El joven cerró los ojos con fuerza y gimió de placer.

—Ah... ugh...... ah....... suck.........

No sabía qué era tan bueno, pero al sentir que Emma Han succionaba su pene, no paraba de gemir.

Cuanto más rápido succionaba Emma Han, más fuerte gemía él.

Pronto, el pene del joven volvió a erguirse grueso y fuerte.

El joven levantó a Emma Han, la giró y la puso de espaldas contra la pared del almacén, atacándola por detrás.

Con la mano por delante, agarró con rudeza los pechos de Emma Han, que se movían, y los masajeó.

Emma Han volvió a excitarse por la sensación eléctrica que sentía en los pezones.

Con esa excitación, su vagina ya estaba húmeda.

—¿Empezamos de nuevo?

El joven metió su pene entre las piernas de Emma Han, que apoyaba las manos en la pared, agachada.

Emma Han abrió la boca sin querer y gritó.

—Hhh... hhh... ump... ump... hhh... hhh...... mm... mm.... mm

El joven agarró la cintura de Emma Han y siguió embistiéndola con su pene.

Emma Han, excitada por las caricias del joven, ya no podía escapar, y se hundía cada vez más.

El joven, pegado a su espalda, sentía placer y se excitaba más.

—Hoy ya lo hemos hecho dos veces con usted, señora.

—Ah..... no sé....... hhh....... hhh....... hhh.......

Los dos buscaban el clímax del placer.

El cuerpo de Emma Han ya era suyo.

—¿Tanto te gusta ese tipo que dejaste a tu marido y viniste aquí a vivir juntos?

Una amiga miró fijamente a Emma Han, que había terminado su historia, y habló con sorna.

—...........................

Emma Han no respondió a las palabras de la amiga.

—Pero, ¿qué hacemos ahora con esto?

Otra amiga nos miró con expresión incómoda.

—¿Qué hacemos? ¿Qué más? Hay que devolver a Emma Han a la granja cuanto antes.

—¿Y qué hacemos con ese tipo con el que vive?

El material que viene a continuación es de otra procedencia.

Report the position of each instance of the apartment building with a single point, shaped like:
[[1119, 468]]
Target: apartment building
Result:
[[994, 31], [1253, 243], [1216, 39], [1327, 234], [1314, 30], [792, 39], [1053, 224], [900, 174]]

Una amiga, que hasta entonces había estado callada, habló de repente.

—Ese tipo, si Emma Han vuelve con su marido, encontrará a otra mujer y seguirá adelante.

La amiga respondió con frialdad.

—Sí, no digamos más. Cuando llegue ese tipo, le dejamos claro y nos llevamos a Emma Han a Gyeongsan.

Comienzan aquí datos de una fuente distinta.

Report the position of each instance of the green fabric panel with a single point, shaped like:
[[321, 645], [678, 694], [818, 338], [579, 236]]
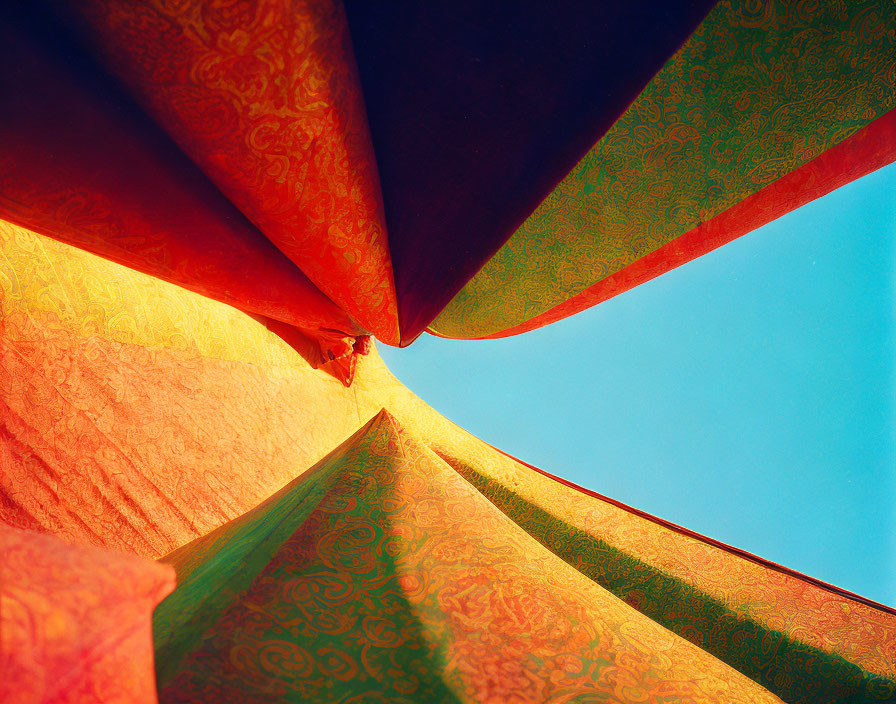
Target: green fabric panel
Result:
[[760, 89], [224, 563]]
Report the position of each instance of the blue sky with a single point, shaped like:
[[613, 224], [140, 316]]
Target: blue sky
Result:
[[749, 395]]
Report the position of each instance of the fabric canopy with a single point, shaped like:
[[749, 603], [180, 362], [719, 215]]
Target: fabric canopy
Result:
[[206, 209], [377, 169], [411, 558]]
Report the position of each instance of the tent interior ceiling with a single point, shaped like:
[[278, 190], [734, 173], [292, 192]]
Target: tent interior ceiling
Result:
[[192, 192], [477, 110]]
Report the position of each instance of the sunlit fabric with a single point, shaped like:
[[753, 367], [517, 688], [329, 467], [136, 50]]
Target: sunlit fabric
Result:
[[164, 428], [105, 178], [197, 209]]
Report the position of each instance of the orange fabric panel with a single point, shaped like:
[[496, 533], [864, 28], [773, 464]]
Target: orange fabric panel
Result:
[[75, 622], [106, 179], [137, 415], [265, 98], [145, 426], [385, 576]]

La amiga, como si ya hubiera tomado una decisión, miró a Emma Han.

Emma Han no reaccionó a nuestras palabras, solo se quedó allí, aturdida.

Ya era muy tarde cuando entró el joven con el que Emma Han vivía.

Al principio pareció sorprendido al vernos, pero al oír a Emma Han, bajó la cabeza ante nosotros y se quedó en silencio.

La amiga le explicó con calma todo lo sucedido, y que el marido de Emma Han había llamado a nuestra casa, buscándola desesperado.

Al oír esto, el joven, como si hubiera tomado una decisión, nos miró con expresión de disculpa.

—Al principio huimos sin pensar, viviendo juntos, y fue maravilloso. Pero con el tiempo, vi que la señora estaba inquieta, que no podía dormir, y empecé a pensar que debía devolverla a su casa.

—Sí, has pensado bien. Vivir así no puede hacer felices a dos personas. Aún eres joven, encontrarás a una buena mujer y empezarás de nuevo.

Una amiga le habló con tono de advertencia.

Cuando salimos con Emma Han y subimos al coche de una amiga, el joven miró al horizonte y se echó a llorar.

—Vamos, rápido. ¿Qué haces?

Al oír la impaciencia de una amiga, otra amiga dudó un momento, encendió el coche y nos fuimos.

—Hola, soy una amiga de Emma Han. Ahora la llevamos de vuelta a Gyeongsan. Como no queríamos dejarla sola, vamos todas.

Una amiga, siempre fría y decisiva, llamó al marido de Emma Han.

—Ah, muchas gracias. Se lo diré a mis padres. Si vienen con amigas, mataré una cabra y prepararé todo.

El marido de Emma Han, completamente ajeno al adulterio de su esposa, hablaba alegremente, lleno de júbilo.

Miré a Emma Han, sentada a mi lado. Ella, aliviada, ya dormía profundamente, respirando suavemente.

El Sonata conducido por una amiga, con la señora de las vacas lecheras a bordo, corría veloz hacia Gyeongsan, donde su marido la esperaba con ansias.